Podcasting at the U.
Published by Tim Wilson November 30th, 2005 in UncategorizedI popped over to the U. of Minnesota today for a teleconference about podcasting in the classroom. Long-time readers may recall that I posted last year about the U.’s UThink blogging system that provides a free blog for every student and staff member. They’ve upgraded the system to support podcasting now and they will be tracking how the students and faculty take to it. More than 50 people showed up for this teleconference which suggests that there’s quite a bit of pent-up interest in the topic. The main portion of the teleconference is about Purdue’s campus-wide podcasting system called BoilerCast. The presenter is Michael Gay who was the main developer of the BoilerCast system.

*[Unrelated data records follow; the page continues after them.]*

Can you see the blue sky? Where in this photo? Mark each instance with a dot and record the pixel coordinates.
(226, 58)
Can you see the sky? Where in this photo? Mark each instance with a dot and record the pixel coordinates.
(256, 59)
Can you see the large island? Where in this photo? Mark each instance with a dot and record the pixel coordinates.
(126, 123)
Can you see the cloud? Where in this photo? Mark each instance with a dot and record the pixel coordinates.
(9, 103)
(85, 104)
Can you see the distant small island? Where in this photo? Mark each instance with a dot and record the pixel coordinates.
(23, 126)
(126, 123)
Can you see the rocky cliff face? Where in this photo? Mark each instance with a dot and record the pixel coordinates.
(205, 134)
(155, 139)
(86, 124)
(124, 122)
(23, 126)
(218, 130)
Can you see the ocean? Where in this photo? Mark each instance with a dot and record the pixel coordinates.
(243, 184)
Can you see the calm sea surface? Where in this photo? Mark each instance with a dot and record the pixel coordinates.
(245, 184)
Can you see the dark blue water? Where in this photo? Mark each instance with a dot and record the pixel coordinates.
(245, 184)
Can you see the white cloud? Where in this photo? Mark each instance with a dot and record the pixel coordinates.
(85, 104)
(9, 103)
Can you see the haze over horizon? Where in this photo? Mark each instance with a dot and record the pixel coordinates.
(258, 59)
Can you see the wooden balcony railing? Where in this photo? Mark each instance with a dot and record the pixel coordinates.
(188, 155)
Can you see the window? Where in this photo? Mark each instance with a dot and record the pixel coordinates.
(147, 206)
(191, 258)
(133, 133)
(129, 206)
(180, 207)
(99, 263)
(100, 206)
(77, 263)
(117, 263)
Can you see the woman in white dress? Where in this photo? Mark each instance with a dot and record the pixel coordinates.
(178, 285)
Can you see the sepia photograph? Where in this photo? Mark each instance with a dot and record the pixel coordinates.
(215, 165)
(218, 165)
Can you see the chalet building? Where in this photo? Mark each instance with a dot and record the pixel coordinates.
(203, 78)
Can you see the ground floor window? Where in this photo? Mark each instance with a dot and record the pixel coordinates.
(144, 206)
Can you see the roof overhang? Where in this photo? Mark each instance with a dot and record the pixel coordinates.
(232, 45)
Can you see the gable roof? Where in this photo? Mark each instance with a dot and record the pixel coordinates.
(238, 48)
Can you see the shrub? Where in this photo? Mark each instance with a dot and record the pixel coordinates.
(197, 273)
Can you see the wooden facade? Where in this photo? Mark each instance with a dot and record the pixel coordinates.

The origin of BoilerCast goes back 35 years to a system of recording courses onto tape and making them available to students in the library. They decided to switch to digital recording back in 2002 and were planning to use the Real Networks system, but decided to put the project on hold in 2004. Podcasting emerged just in time and Michael decided that RSS and MP3 made the perfect combination to move the project forward.
Michael’s talking about the Duke iPod program and Stanford’s new custom iTunes music store and examples of other universities experimenting with digital audio content. Now we’re getting a general intro to podcasting, RSS, XML, podcatching software, etc. Nothing new there for most of you reading this. (If you’re new to podcasting, check out the Wikipedia article.)
Now on to the BoilerCast project. About 60 of 800 faculty members at Purdue are recording their lectures. Some courses work better than others in audio format, of course. Instructors get to decide if they want their podcasts to be available to everyone or just the students in their course. The BoilerCast system is so automated that instructors don’t need to do anything except show up for class and teach. The courses are recorded, encoded, tagged, uploaded, and published automatically within 10 minutes of the end of class with only a couple technical support people needed for the whole system.
Purdue had an existing telephone infrastructure that could be reconfigured to tap into the classroom sound systems. They added ceiling microphones to rooms that didn’t already have them. Over 60 rooms on campus are connected to the system. They use a bunch of centrally located Marantz recording decks (PMD-570) to encode to MP3 on the fly. They wrote some software to rename the files, edit the ID3 tags, update the feed, and update the Web page. They don’t automate the recording process. A person actually hits “record.”
Instructors who want to podcast their classes simply complete an online request form. Once the request has been submitted and confirmed, the recording operator sets up the course in the BoilerCast software with the course information (instructor name, course title, etc.). Once the session is recorded, the software kicks in and takes care of most everything else. The students can subscribe to each course’s RSS feed or download individual lectures manually. They also stream the lectures in Windows Media and Real format.
The instructors who are podcasting don’t think that making their courses available online has affected attendance in their courses. I imagine that professors who are concerned about that issue wouldn’t be interested in podcasting anyway. Purdue hasn’t done anything to address the issue of students being recorded during lectures. It hasn’t been a big issue at this point since the students’ voices are rarely heard anyway because of the microphone placement. So far, and this project has been available for less than a semester, about 50% of the hits to the RSS feeds are coming from on campus. Work is underway now to make the BoilerCast feeds more accessible for students who are disabled.
Some stats:
- 35 courses set up initially
- 1080 downloads in the first week
- 70 courses currently offered
- 116,500 total downloads at this point
- 43% of the hits are from iTunes
- 41% own or are planning to buy an iPod
There’s quite a bit of interest in video at this point. Michael expects that the new iPod will drive the demand further.
Finally, Shane Nackerud from the U.’s UThink project talked a bit about the recent MovableType upgrade that has brought podcasting to students and staff at the U. of Minnesota. Just like this blog that uses Wordpress, MovableType makes podcasting transparent. You merely need to upload the digital file and MovableType creates the RSS 2.0 enclosure elements automatically. UThink has a 15-MB per file upload limit right now, but they’re considering increasing that to accommodate longer podcasts.
That’s it for the conference. Cool stuff. I think I’m going to have to ask Shane if he’s like to be a guest my podcast.